Diante de todo este quadro, podemos apontar o que talvez fosse o estopim da revolta, a agitação da imprensa de esquerda colocando em dúvida a qualidade da vacina, fazendo com que a população temesse, e se recusasse a tomá-la, levantando diversas críticas ao governo então vigente, e uma esquerda formada por uma ala militar insatisfeitas, ex-monarquistas e jacobinos que se aproveitando de um momento extremamente conturbado para planejar um golpe de estado.
Uma organização lenta e precária faz com que o governo se articule para manter a ordem, e os conflitos nas ruas tomam dimensões grandiosas levando milhares de civis a se levantarem contra as forças da polícia e a ala do exército conservadora, o que os levaram a morte e a prisão. Mesmo fim,  tiveram os que planejaram e tentaram o golpe de estado. Estes conflitos, de certo modo levaram o governo a um risco, mas a situação de caos conseguiu ser controlada pela própria política o levou, a da violência.
A modernização, as obras, o aburguesamento do centro da cidade, a política de exclusão social e de violência a classe menos favorecidas, a revolta popular e as tramas de um golpe foram capítulos que se concluíram com a morte de milhares de pessoas, com a prisão de muitas outras, com envio de prisioneiros para o Acre, para trabalhar na extração de borracha, levados em verdadeiros navios negreiros a base de torturas.
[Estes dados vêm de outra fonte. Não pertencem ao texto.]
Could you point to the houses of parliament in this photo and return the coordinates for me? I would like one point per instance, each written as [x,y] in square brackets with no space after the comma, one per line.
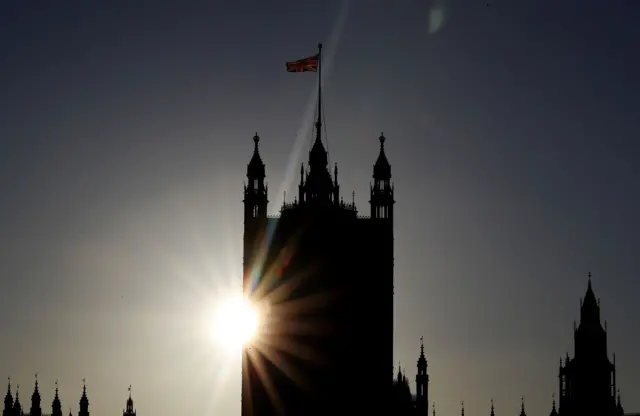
[327,274]
[13,406]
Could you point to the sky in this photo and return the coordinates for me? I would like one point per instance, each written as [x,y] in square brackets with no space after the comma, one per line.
[125,132]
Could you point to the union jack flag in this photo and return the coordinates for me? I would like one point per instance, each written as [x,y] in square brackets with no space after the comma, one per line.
[309,64]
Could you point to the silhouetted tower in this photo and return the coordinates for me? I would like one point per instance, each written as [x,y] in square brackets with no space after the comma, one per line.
[56,406]
[36,410]
[17,407]
[129,411]
[8,402]
[422,383]
[382,189]
[255,191]
[315,254]
[84,401]
[554,412]
[587,382]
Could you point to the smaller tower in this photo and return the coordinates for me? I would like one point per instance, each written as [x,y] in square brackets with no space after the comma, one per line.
[84,401]
[129,411]
[36,410]
[382,189]
[56,406]
[255,191]
[17,407]
[619,408]
[554,412]
[8,401]
[422,383]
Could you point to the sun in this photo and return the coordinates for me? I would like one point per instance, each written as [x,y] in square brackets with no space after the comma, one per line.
[235,323]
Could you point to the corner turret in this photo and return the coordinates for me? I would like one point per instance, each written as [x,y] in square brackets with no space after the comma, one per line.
[56,406]
[255,191]
[381,200]
[129,410]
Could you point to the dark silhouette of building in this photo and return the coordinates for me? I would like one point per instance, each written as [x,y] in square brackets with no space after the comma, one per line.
[129,410]
[13,407]
[587,382]
[326,276]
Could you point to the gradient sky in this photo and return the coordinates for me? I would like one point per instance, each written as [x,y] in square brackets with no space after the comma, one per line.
[125,131]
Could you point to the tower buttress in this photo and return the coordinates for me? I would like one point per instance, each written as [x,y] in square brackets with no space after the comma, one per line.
[422,383]
[382,189]
[255,191]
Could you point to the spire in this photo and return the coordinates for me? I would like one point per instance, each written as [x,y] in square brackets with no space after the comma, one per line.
[35,400]
[8,398]
[84,401]
[554,412]
[56,406]
[17,407]
[255,169]
[619,408]
[319,121]
[590,310]
[129,408]
[422,361]
[382,168]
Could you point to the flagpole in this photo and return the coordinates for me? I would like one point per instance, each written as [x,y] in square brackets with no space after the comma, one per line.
[319,122]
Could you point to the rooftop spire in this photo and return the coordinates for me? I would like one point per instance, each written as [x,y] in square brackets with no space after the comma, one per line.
[382,168]
[319,121]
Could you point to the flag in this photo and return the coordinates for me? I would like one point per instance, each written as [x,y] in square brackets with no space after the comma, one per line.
[304,65]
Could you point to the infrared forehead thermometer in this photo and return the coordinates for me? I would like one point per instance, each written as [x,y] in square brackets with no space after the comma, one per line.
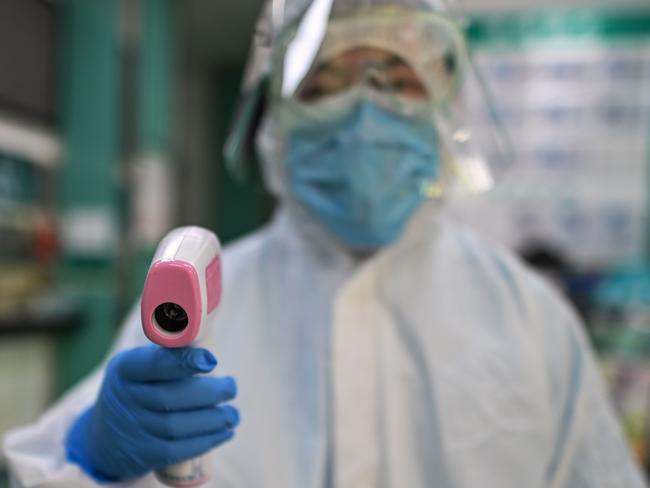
[182,288]
[181,291]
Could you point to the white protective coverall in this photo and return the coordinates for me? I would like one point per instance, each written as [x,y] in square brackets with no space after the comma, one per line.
[438,362]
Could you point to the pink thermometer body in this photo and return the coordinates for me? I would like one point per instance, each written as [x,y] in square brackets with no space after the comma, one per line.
[183,287]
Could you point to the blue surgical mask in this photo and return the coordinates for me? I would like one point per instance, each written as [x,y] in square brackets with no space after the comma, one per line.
[363,176]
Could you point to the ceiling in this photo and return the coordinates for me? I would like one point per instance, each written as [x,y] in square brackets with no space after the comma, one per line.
[220,31]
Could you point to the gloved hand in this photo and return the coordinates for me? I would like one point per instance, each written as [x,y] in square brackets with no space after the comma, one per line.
[152,411]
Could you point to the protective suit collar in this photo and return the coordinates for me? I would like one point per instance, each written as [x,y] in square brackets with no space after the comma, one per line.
[298,229]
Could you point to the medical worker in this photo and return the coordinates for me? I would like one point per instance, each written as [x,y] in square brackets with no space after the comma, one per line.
[364,340]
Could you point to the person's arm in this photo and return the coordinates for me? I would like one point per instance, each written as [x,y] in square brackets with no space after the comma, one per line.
[590,450]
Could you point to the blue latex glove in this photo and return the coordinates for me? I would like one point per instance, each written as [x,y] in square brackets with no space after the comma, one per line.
[152,411]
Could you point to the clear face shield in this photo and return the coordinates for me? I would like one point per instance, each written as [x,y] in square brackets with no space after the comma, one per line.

Muitos que participaram deste triste evento proporcionados em nossa história, foram morrer bem longe do Rio de Janeiro.
A política de modernização se concretiza com a expulsão em definitivo dos pobres do centro da cidade, que fugidos, foram morar nos morros próximos, a região das favelas nas quais temos hoje em proproções bem maiores.

Nicolau Sevcenko aponta que a capitalização, a cosmopolitização, o aburguesamento “modernizador” foi praticado a todo custo e independentemente do mal que pudesse ser cometido a um povo. Um povo que talvez só fosse considerado povo no momento da arrecadação tributária.
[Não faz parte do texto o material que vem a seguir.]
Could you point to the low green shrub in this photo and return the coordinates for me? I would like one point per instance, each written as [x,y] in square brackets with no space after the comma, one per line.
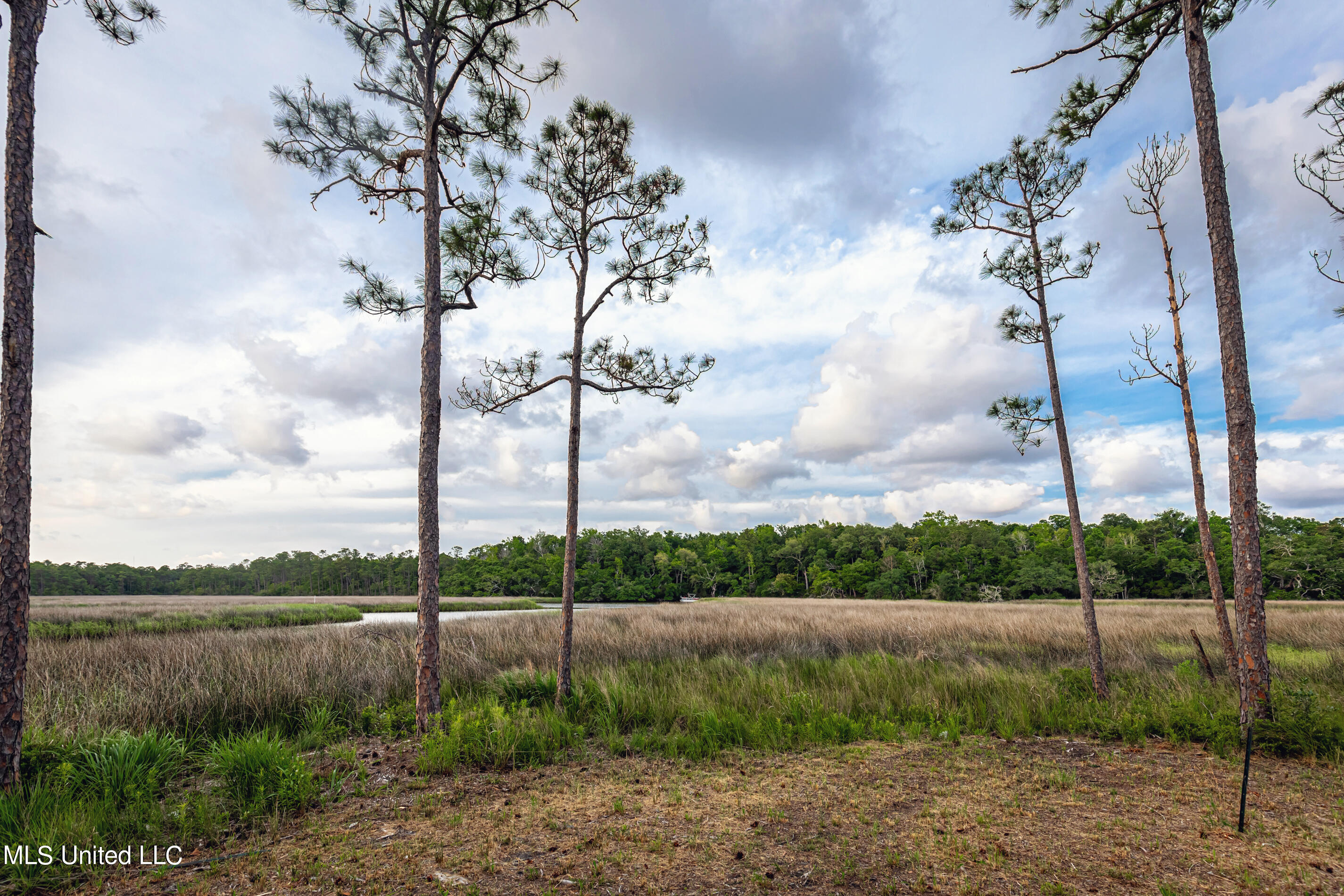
[261,774]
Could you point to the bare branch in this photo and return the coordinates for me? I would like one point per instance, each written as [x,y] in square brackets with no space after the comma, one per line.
[1155,368]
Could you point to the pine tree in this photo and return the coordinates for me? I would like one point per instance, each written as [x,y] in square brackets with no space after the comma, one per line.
[1019,195]
[1324,168]
[1131,33]
[421,58]
[1159,162]
[596,203]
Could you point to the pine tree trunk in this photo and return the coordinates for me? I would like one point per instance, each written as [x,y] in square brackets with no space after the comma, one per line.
[1248,578]
[26,22]
[1066,464]
[572,498]
[1196,468]
[432,414]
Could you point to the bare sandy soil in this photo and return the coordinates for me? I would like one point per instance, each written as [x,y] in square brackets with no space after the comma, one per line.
[1041,817]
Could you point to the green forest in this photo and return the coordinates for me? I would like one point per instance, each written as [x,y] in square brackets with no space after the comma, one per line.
[940,558]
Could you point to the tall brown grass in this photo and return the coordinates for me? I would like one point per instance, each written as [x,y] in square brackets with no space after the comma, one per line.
[217,679]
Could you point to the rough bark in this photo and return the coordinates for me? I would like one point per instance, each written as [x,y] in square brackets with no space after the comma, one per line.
[1066,463]
[432,413]
[1248,582]
[26,22]
[1196,469]
[572,496]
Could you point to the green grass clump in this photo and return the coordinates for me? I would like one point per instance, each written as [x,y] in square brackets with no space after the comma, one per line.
[261,774]
[236,618]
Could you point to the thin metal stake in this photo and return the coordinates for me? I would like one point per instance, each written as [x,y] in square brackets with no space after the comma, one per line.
[1246,776]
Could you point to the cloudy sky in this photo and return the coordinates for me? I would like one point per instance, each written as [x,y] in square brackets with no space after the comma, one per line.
[202,395]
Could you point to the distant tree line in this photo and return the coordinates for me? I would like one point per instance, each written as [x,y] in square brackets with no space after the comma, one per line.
[940,558]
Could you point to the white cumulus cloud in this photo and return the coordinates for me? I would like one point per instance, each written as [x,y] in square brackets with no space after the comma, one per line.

José Murilo de Carvalho levanta a idéia de que a política brasileira sofreu influencias ao mesmo tempo, do positivismo, jacobinismo e liberalismo na primeira república. Mas talvez ele tenha esquecido de uma outra, na qual George Luckas trabalha muito bem no texto,”Um Galileu no Século XX “, a Via Prussiana, que através do totalitarismo implantou mudanças modernizadoras com as perspectivas sempre de cima para baixo na Alemanha do século XIX. Diante disto não seria equivocado nem anacrônico colocar que este meio também tenha sido posto em prática no Brasil.
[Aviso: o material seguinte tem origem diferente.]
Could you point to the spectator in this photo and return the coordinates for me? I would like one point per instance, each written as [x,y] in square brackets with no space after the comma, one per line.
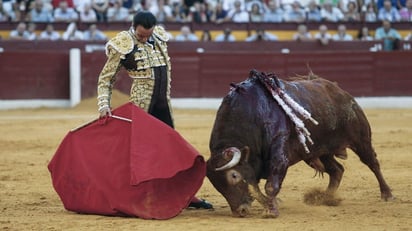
[20,33]
[87,14]
[261,35]
[6,15]
[230,4]
[313,12]
[408,37]
[186,35]
[178,13]
[100,7]
[238,14]
[31,29]
[40,13]
[406,12]
[364,35]
[274,13]
[342,35]
[218,14]
[199,13]
[331,13]
[389,12]
[334,3]
[388,35]
[351,14]
[78,5]
[295,14]
[370,13]
[117,13]
[302,33]
[249,3]
[206,36]
[64,13]
[49,33]
[398,4]
[162,11]
[72,33]
[226,36]
[94,34]
[255,14]
[323,35]
[56,3]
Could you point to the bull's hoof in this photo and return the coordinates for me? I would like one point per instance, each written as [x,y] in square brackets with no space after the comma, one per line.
[388,198]
[270,213]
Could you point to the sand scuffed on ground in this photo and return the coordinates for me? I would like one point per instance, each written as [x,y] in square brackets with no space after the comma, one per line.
[28,201]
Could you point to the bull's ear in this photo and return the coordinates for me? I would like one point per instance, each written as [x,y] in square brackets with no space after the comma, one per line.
[245,153]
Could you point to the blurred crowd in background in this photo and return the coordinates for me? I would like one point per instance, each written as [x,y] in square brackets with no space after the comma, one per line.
[93,12]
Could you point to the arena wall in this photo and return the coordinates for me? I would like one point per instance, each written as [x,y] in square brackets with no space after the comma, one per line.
[205,70]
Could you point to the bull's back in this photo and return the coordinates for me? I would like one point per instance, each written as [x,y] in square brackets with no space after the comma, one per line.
[340,118]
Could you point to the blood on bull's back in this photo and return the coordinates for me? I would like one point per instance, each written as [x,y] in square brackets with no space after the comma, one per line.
[264,125]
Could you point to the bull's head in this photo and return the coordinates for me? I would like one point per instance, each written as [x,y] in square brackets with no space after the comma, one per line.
[231,174]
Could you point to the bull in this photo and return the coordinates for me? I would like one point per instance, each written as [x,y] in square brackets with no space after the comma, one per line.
[260,130]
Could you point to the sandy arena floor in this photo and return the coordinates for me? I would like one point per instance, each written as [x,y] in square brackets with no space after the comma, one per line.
[28,201]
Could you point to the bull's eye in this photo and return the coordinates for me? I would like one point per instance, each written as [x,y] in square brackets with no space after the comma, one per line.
[233,177]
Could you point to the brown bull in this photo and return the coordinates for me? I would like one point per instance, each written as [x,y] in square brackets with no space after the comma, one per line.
[264,125]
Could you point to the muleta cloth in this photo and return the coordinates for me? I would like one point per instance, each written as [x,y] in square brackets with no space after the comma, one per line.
[140,168]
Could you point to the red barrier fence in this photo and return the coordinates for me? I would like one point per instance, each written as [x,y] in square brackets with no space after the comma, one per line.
[41,71]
 Termino esta conclusão com uma fala de Câmara Cascudo em 1919 que retrata bem o que sempre foi a política no Brasil; “ Eu o conheci em 1919, ele morreu em 1921. Passando pela Faculdade de Medicina, ele foi nos visitar. Estava em campanha presidencial, competindo com Epitácio Pessoa. Alguém chegou esbaforido e avisou: “Rui Barbosa vem aí”. Não ficou um estudante na cadeira. Todo mundo arribou, inclusive os professores. A faculdade não existe mais, era na praia Vermelha, na Urca. De volta, tomamos a rua, de braços abertos, e ele teve que parar. Fez um pequeno discurso do automóvel, até hoje eu guardo um trecho na memória: “A política, senhores estudantes, é uma verminose brasileira. Inclina o clarão severo e sinistro, aceita o falsete da voz insidiosa e burla as consciências, falando todos os idiomas da mentira”. Só Rui fazia isso. Efetivamente a mentira é poliglota. Só Rui dizia isso".
                                                                                     




Marcelo A. O. J. Leite.





Bibliografia
  Luckas, George. Um Galilei no Século XX. Faltando dados
  Carvalho, José Murilo. A Formação das Almas. São Paulo: Companhia das Letras, 1990.
  Sevcenko, Nicolau. A Revolta da Vacina. São Paulo: Editora Scipione, 1993.